# G-squared and Fisher's Exact Tests

These tests are somewhat similar to the Chi-square test.  



In [2]:
# Here's some code that will likely appear near the top of every homework or lecture this semester.

from datascience import *
import numpy as np

%matplotlib inline
import matplotlib.pyplot as plots
plots.style.use('fivethirtyeight')

import scipy.stats as stats

import scipy

import warnings
warnings.simplefilter(action="ignore", category=FutureWarning)
warnings.simplefilter(action="ignore", category=np.VisibleDeprecationWarning)

# To add text, referred to as comments to a code cell
# just put a hashtag a the beginning of the comment
# Comments are ignored by the computer when executing the code

mort22 = Table.read_table("SmallMort2022.csv")

## G-squared test or log-likelihood test

Using the code that we already know, we can run a log-likelihood test by activating a feature inside the `chi2_contingency` function.  


Recall this Pew Research Center data:


|     |Right/Leans Right  |  Left/Leans Left  |
|:-:  |  :-:              |  :-:              |
|Men  |2343|2073|
|Women|2444|2833|

How is this test different from $\chi^2$, recall that $\displaystyle \chi^2 = \sum_{All\ i,\ j} \frac{\left(O_{ij}-E_{ij}\right)^2}{E_{ij}}$


Now, $\displaystyle G^2 = 2 \sum o_{ij} \log\left(\frac{o_{ij}}{e_{ij}}\right)$



In [3]:
pew_table = np.array([[2343, 2073],[2444,2833]])

pew_table

array([[2343, 2073],
       [2444, 2833]])

In [4]:
scipy.stats.chi2_contingency(pew_table, lambda_ = "log-likelihood")

(43.489347989545195,
 4.262734591470558e-11,
 1,
 array([[ 2180.89260291,  2235.10739709],
        [ 2606.10739709,  2670.89260291]]))

The second number in the output is the p-value, $4.3 \times 10^{-11}$, which is essentially 0.  Would we get the same if we'd just run a $\chi^2$ test?

Essentially, but not exactly.  

In [91]:
scipy.stats.chi2_contingency(pew_table)

(43.460025698201854,
 4.3270900686034906e-11,
 1,
 array([[ 2180.89260291,  2235.10739709],
        [ 2606.10739709,  2670.89260291]]))

### Small data sets

For medium sized data sets, the log-likelihood test may be slightly more conservative than the $\chi^2$-test.  

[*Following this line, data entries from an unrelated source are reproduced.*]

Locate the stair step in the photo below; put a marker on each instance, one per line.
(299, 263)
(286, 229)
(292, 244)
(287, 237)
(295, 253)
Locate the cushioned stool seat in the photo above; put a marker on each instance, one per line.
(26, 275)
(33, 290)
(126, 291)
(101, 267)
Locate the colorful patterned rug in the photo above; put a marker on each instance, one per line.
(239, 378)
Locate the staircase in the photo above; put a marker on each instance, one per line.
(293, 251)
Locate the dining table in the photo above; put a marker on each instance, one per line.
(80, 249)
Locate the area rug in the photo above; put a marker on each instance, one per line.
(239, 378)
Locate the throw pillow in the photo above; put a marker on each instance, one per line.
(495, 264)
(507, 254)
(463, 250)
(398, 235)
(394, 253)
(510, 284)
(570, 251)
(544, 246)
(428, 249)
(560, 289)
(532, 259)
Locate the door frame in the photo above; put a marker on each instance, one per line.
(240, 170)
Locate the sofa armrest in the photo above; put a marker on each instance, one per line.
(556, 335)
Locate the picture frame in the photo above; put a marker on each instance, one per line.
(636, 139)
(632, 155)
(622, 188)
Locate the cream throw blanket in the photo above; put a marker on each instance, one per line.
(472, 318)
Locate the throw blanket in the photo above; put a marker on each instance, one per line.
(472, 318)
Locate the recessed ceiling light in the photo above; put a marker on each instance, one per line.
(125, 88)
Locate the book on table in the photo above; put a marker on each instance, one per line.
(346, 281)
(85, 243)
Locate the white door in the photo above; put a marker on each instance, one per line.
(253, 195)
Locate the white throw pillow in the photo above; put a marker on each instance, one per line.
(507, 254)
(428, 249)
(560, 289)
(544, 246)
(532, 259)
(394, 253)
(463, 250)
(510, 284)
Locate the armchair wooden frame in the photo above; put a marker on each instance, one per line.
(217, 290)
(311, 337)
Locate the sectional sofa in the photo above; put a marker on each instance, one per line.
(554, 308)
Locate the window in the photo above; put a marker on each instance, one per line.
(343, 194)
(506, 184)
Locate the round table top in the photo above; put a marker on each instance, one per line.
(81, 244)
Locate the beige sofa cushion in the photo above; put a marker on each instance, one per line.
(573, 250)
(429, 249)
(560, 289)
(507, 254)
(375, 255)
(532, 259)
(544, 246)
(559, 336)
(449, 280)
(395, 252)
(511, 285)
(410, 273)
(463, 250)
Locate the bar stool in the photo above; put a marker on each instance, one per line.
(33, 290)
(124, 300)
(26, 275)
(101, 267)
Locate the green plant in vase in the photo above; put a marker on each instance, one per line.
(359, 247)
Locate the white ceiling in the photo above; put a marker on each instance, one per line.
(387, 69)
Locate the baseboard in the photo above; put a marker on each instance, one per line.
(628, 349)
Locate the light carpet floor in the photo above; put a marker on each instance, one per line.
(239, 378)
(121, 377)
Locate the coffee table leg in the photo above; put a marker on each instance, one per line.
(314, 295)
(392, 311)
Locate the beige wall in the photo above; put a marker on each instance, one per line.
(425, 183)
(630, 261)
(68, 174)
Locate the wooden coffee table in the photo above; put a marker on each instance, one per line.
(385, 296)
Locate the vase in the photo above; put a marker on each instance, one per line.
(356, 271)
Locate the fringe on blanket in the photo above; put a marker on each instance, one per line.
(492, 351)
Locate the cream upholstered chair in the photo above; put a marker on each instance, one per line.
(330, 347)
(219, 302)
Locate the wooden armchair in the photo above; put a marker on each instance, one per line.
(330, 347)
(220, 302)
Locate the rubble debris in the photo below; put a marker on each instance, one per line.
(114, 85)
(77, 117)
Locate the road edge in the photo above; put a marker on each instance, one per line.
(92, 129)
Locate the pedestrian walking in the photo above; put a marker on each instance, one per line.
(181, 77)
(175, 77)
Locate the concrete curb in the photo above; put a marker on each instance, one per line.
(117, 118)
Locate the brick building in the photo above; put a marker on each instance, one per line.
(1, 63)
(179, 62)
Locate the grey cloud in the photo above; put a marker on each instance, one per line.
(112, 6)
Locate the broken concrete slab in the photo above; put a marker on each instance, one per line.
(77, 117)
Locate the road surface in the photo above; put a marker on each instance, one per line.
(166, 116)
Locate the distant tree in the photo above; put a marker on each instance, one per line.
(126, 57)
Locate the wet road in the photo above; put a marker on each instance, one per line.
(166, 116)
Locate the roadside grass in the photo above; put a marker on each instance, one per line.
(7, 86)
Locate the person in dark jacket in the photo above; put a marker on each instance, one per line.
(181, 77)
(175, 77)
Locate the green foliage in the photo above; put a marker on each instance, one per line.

Consider this fictional data.

In [88]:
example_table = np.array([[13,34], [14,12]])

example_table

array([[13, 34],
       [14, 12]])

In [89]:
scipy.stats.chi2_contingency(example_table)

(3.8657715434426807,
 0.04928053082953246,
 1,
 array([[ 17.38356164,  29.61643836],
        [  9.61643836,  16.38356164]]))

In [90]:
scipy.stats.chi2_contingency(example_table, lambda_="log-likelihood")

(3.8239881519535244,
 0.050523845121755243,
 1,
 array([[ 17.38356164,  29.61643836],
        [  9.61643836,  16.38356164]]))

Strictly applying a 5% level of significance, we see that on this data, the $\chi^2$ test is significant but the log-likelihood test is not.  How do you know which one to run?  This is the type of decision that would either be left up to you as the data person on any given project, OR it's possible that your industry will have a standard procedure that *everyone* uses.  

In [17]:
azt = Table.read_table("aids.csv")

race,azt,yes,no
white,yes,14,93
white,no,32,81
black,yes,11,52
black,no,12,43


## Really small data sets

The assumptions of the $\chi^2$ test include that there are no 0 cells in the expected table AND that no more than 20% of the cells in the expected table have a value below 5.  

What can we do if that assumption is violated?  Really small data sets are especially prone to these issues.  

If the table is a nice 2x2 two-way table, we can use the Fisher's Exact test.  It operates on the odds ratio from the table.  

$H_o: OR = 1$

This test permits use to set an alternative.

We can use the default, which is:

$H_a: OR \not= 1$

or we can set a directed alternative, that is one of:

$H_a: OR > 1$
 
$H_a: OR < 1$



In [95]:
scipy.stats.fisher_exact(example_table)

(0.32773109243697479, 0.042051852515520002)

The second number in the output is the p-value, but the first number is our old friend the Odds Ratio.